A few eeks ago I found out about the Linden Method and after some emails from Charles Linden (you can sign up for those) decided to try it. I had no idea what to expect, as it wasn't told in the emails.
After paying I got internet access and found out about the diversion and the 9 Pillars. I was so scared, the website said you could do it as fast or as slow as you want, but if you implement the 9 Pillars, then you would have to do everything yourself. I was so stressed out. Then i found out that you can do it at your own pace. I called support and a lady there said that since I am living in a nursing home (psychiatric ward) for my anxiety, we would have to pace it more. I forgot to ask her name, and thought they would keep records, but that's not the case, so I couldn't talk to the sme lady anymore. I started reading the manual. It dawned on me how many fears I have and I was stressed out again. Also, finding a diversion that you become very passionate about is difficult. When i asked about the time you have to do things that do not fully engage your mind, I was told taht the kind of diversion they mean works on after you stopped doing it. How do you find soemthing like that? I was frantic. I wanted to get it right because I really believed in it. But you don't just find a new hobby, especially if you can;t go out.
So I started keeping myself busy and making little changes in my life (for example, I drink at my computer because I am often afraid of swallowing, but started doing this in the living room. I was then told that I shouldn;t do it for the sake of trying, but as I anted it for a reason.

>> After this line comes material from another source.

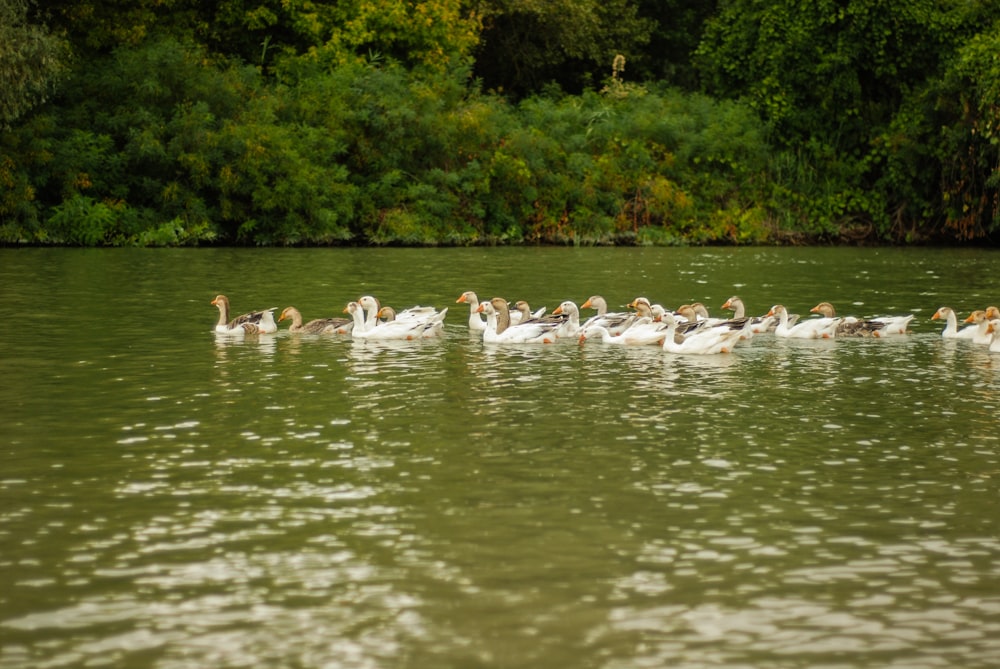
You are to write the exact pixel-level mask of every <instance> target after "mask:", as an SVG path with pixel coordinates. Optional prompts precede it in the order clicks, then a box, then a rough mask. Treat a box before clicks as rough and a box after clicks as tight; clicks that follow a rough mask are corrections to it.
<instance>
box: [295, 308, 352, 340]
mask: <svg viewBox="0 0 1000 669" xmlns="http://www.w3.org/2000/svg"><path fill="white" fill-rule="evenodd" d="M286 319H290V320H291V321H292V324H291V325H289V326H288V331H289V332H295V333H298V334H343V333H344V332H346V331H349V328H351V327H353V326H354V322H353V321H352V320H351V319H349V318H315V319H313V320H311V321H309V322H308V323H303V322H302V313H301V312H300V311H299V310H298V309H296V308H295V307H285V309H284V310H283V311H282V312H281V316H279V317H278V322H279V323H280V322H281V321H283V320H286Z"/></svg>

But in the book Charles speaks of facing your fears one by one.
I got so confused and thought that since I am living in a nursing hoem there won't be anyone to practice things with me (always understaffed). I kept going on in my head about finding the right diversion too.
I wasn;t anxious, just very upset and I think that made me forget my fear to some extend, but I don't think that's how it's supposed to work. Seeing my symptoms as just sensations did work, however, so that was positive about it. But I also have the obsessive thought/urge to bite my tongue and I can't see that as such.

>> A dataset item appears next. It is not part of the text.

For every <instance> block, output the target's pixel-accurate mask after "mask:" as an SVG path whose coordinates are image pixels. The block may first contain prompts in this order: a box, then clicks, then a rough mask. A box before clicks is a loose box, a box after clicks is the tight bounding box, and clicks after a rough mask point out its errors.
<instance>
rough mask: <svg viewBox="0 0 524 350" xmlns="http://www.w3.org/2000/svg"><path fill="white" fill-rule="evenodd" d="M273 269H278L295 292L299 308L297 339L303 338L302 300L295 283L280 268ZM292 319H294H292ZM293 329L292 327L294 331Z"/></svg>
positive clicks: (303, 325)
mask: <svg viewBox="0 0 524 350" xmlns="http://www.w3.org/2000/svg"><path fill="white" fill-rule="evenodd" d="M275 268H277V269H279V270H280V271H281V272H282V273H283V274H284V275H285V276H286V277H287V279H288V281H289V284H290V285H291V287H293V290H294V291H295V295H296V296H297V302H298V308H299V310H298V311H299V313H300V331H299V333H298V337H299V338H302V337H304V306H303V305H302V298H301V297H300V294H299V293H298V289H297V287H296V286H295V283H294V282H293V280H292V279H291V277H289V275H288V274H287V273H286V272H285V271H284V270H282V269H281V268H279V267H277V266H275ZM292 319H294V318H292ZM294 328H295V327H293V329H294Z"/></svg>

My hobby is card making (yes, sounds dull, but then i;m not a spring chicken) and I couldn;t do that anymore because it didn't divert my mind and I kept worying about the Linden Method while doing it. so I knew it wasn't a good diversion. I tried keeping a diary, an activity Charles suggests in the audio about diversion, but was told this wasn't good, even if I just wrote about what I had done and not about how I felt. (??????)
Then I realised I had lost my hobby (the card making) and got so upset that I called my mother to pick me up so we could make cards together. I was so upset a nurse gave me extra medication. My parents live on the 6th floor of an appartment building and I;m afraid of elevators and heights, so it was way to big a step, but I was so upset. I din't dare to go with the elevator but we tried two floors and then accidentally (because someone had called the elevator there) ended up on the 7th floor. I panicked. Then we wnet to my brother's house and I was so upset I got angry with my sister in law.
I called support after I got home and they said I was in a crisis and maybe it was because I also have personality disorder (that might well be the case) and that I should get a refund. And that's it.
But I do want to get better and I am starting menopause and the last time it all got really bad was just after my menstruation stayed away for some time and that is also happening right now so I am afraid it will come back. And I do feel very anxious today. The alst days I just felt depressed and ashamed, because everyone says the Linden Method is simple. I am supposed to have an iq of 140, but I don't know how to implement it, even though I do understand how it is supposed to work.
I think I must be the only one who can't do it.